The organizations Children’s Healthcare of Atlanta and Strong4Life have recently released an ad campaign called “Stop Sugarcoating,” which urges viewers to stop ignoring the problem of childhood obesity. A shocking percentage of children in Georgia are overweight or obese at 40 percent, which means the state has the second highest number of overweight children following Mississippi.
These ads are challenged due to their striking nature–one ad shows an overweight young girl, and is captioned “It’s Hard to Be a Little Girl if You’re Not.”
Another features a son asking his overweight mother, “Mom, why am I fat?,” only to be greeted with sighs of shame.
Many people, including physicians and parents, agree this ad campaign is too harsh and only invites children to feel bad about themselves. While these ads are definitely harsh, people must realize the world isn’t always sweet and inviting.
It’s necessary to grab people’s attention so they can start doing something about this problem.
The myriad of health problems that stem from obesity is just one reason obesity must be fought. Heart disease, diabetes and cardiac arrest are just a few of the common problems that stem from being obese. In order to avoid these issues, people must realize how important it is to exercise and eat healthy.
Teaching children how to lead a beneficial lifestyle could be the ticket to a healthier generation. Much of the childhood obesity problem should be credited to poor parenting skills, as some parents would rather give their child a cookie to shush them than use discipline. Reinforcing their own vices of comfort eating through their children is a sad reality. These parents would rather their child suffer from the same health issues than admit they’re not eating well.
Many overweight children have overweight parents, and this is no coincidence. These children may be told they shouldn’t be ashamed of their weight, and that it isn’t a problem. While I certainly don’t believe overweight people should focus on shame, they must realize the health benefits of remaining a healthy weight.
Although this message is certainly necessary to have people realize that obesity is a problem, it would be more effective if these ads told people how to improve their health through simple methods. Urging people to take the stairs instead of the elevator, to have an apple instead of a brownie, or to drink lots of water could help. Using the striking nature of the original ads with helpful tips could be much more effective.
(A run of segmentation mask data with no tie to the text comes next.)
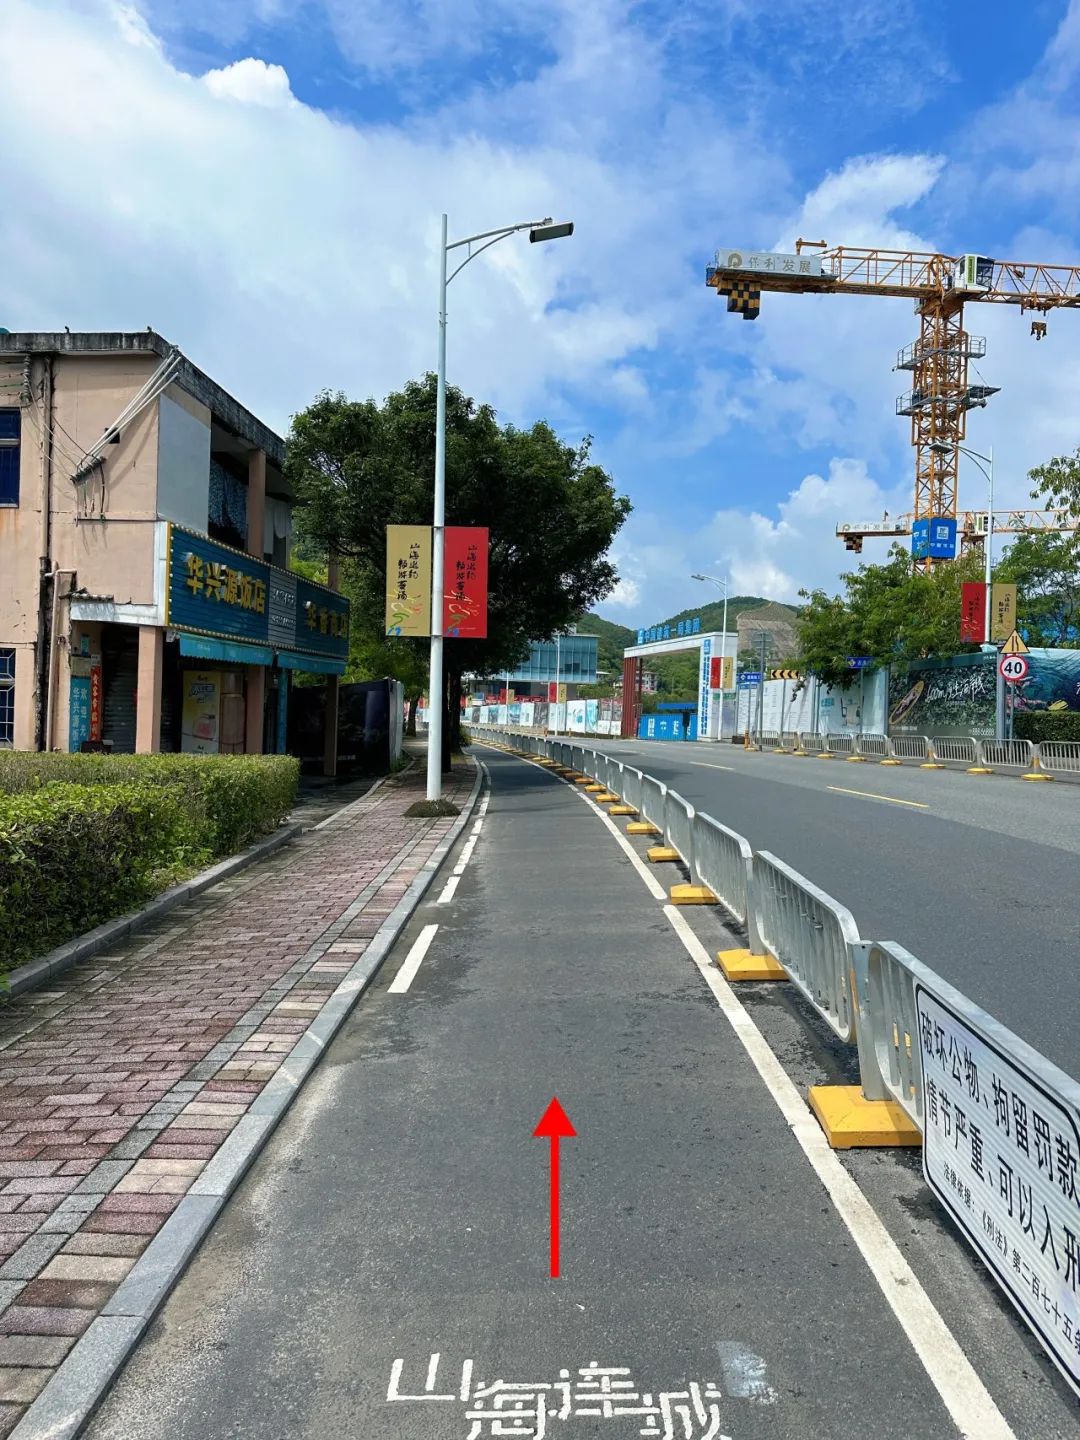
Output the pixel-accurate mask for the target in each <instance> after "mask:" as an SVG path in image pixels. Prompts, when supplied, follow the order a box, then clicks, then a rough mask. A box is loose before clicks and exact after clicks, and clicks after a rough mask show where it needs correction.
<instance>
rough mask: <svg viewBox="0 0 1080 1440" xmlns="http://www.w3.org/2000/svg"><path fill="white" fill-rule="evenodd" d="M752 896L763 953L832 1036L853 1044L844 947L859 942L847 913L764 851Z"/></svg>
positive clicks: (755, 881) (757, 863)
mask: <svg viewBox="0 0 1080 1440" xmlns="http://www.w3.org/2000/svg"><path fill="white" fill-rule="evenodd" d="M753 894H755V903H756V906H757V929H759V933H760V937H762V943H763V945H765V949H766V950H768V952H769V955H772V958H773V959H775V960H776V962H778V965H782V966H783V968H785V971H786V972H788V975H789V976H791V979H792V982H793V984H795V985H796V986H798V988H799V989H801V991H802V994H804V995H805V996H806V999H808V1001H809V1002H811V1005H814V1008H815V1009H816V1011H818V1014H819V1015H822V1017H824V1020H825V1021H827V1022H828V1025H829V1027H831V1028H832V1030H834V1032H835V1034H837V1035H838V1037H840V1038H841V1040H844V1041H848V1043H850V1041H852V1040H854V1038H855V1017H854V1009H852V1005H851V984H850V979H848V945H852V943H854V945H857V943H860V936H858V927H857V924H855V920H854V916H852V914H851V912H850V910H847V909H845V907H844V906H842V904H840V903H838V901H837V900H834V899H832V897H831V896H827V894H825V891H824V890H818V887H816V886H814V884H811V883H809V880H806V878H804V877H802V876H801V874H799V873H798V871H796V870H792V868H791V867H789V865H785V864H783V861H782V860H778V858H776V855H770V854H769V852H768V851H765V850H760V851H757V854H756V855H755V857H753Z"/></svg>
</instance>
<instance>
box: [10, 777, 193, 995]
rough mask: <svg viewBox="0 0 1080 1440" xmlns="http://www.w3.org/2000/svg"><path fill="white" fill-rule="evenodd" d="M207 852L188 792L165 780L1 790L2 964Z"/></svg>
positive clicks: (45, 948)
mask: <svg viewBox="0 0 1080 1440" xmlns="http://www.w3.org/2000/svg"><path fill="white" fill-rule="evenodd" d="M203 858H204V851H203V850H202V847H200V841H199V834H197V827H196V825H194V824H193V821H192V818H190V816H189V814H187V811H186V808H184V804H183V798H181V796H180V795H177V793H174V792H170V791H168V789H166V788H163V786H150V785H109V786H86V785H48V786H45V788H39V789H36V791H33V792H27V793H23V795H0V971H6V969H10V968H12V966H13V965H19V963H20V962H23V960H26V959H30V958H32V956H35V955H40V953H42V952H45V950H49V949H52V948H53V946H56V945H60V943H63V940H68V939H71V937H72V936H75V935H81V933H82V932H84V930H88V929H91V927H92V926H95V924H99V923H101V922H102V920H108V919H111V917H112V916H117V914H122V913H124V912H125V910H130V909H132V907H134V906H138V904H140V903H143V901H144V900H147V899H148V897H150V896H153V894H156V893H157V891H158V890H161V888H164V887H166V886H168V884H170V883H171V881H173V880H174V878H176V877H177V876H179V873H181V871H184V870H187V868H192V867H193V865H197V864H199V863H200V861H202V860H203Z"/></svg>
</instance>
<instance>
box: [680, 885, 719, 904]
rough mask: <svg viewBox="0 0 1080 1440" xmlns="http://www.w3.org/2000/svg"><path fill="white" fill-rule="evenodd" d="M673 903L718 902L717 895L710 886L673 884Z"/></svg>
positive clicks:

If people are merely told to eat less, eating disorders and other unhealthy eating habits such as binge eating could develop. Besides knowing the facts behind obesity, options for a healthy diet and exercise plan must be provided as well.
It’s time people worried less about hurting feelings and more about improving health. Children deserve to be given a chance to live healthier, instead of being doomed to their parents’ bad eating habits. Educating the masses about the several health detriments of obesity as well as ways to improve health could help stop the epidemic.